In March 2025, tensions intensified again when a faction of the TPLF, led by Debretsion Gebremichael, took over several offices in Mekelle in a coup against the Interim Regional Administration of Tigray. Armed men belonging to the faction patrolled the streets of the city at night, checking people's identification. The Guardian reported that some accounts suggested that Eritrean intelligence had helped Debretsion's faction assume power, while Getachew Reda, the interim leader of Tigray, had fled to Addis Ababa.

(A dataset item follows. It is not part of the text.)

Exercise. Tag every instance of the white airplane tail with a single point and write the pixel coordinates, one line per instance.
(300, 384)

These tensions continued in late 2025 when the TPLF accused the Ethiopian government of funding and aiding multiple anti-TPLF groups—particularly the Tigray Peace Forces (TPF), a splinter group of former TPLF/TDF members—active on Tigray's border with the neighboring Afar Region, which launched attacks on Tigrayan forces, killing several. Furthermore, in November, the Afar Regional government accused elements of the TPLF of crossing over the Tigray-Afar border and attacking civilians, and warned that it would retaliate if the TPLF did not withdraw. The TPLF denied the allegations, accusing Ethiopian-backed militants of orchestrating the attack. The day after, the TPLF accused Ethiopian forces of launching a drone strike on Raya Azebo, killing Tigrayan forces and civilians in violation of the Pretoria ceasefire.'

== Clashes ==
On 29 January, these tensions erupted into clashes between Tigrayan fighters and Federal Forces (aided by Amharan militias) in Mai Degusha, a contested area of Tselemti district in western Tigray. Ethiopian Airlines cancelled its flights from Addis Ababa to cities in Tigray in response. Getachew Reda, former Tigrayan interim president deposed in the March 2025 coup, accused "Power-hungry individuals within the TPLF" of "trying to drag Tigray into another round of war."

On 30 January, Tigrayan forces captured the towns of Alamata and Korem in Southern Tigray after Ethiopian forces withdrew, leading to fears that clashes would spread to the region.

On 31 January, a Tigrayan official reported drone strikes that hit two Isuzu trucks near Enticho and Gendebta in Tigray, which were claimed to have been transporting weapons, killing one person and injuring another. The official accused the Ethiopian Armed Forces of the strikes without providing evidence.

On 1 February, Tigrayan forces withdrew from the Tselemti district after several days of intense clashes. Tadesse Werede described the withdrawal as a demonstration of their readiness for dialogue and a peaceful resolution to the current tensions.

On 3 February, Ethiopian Airlines reinstated air services to destinations in northern Tigray.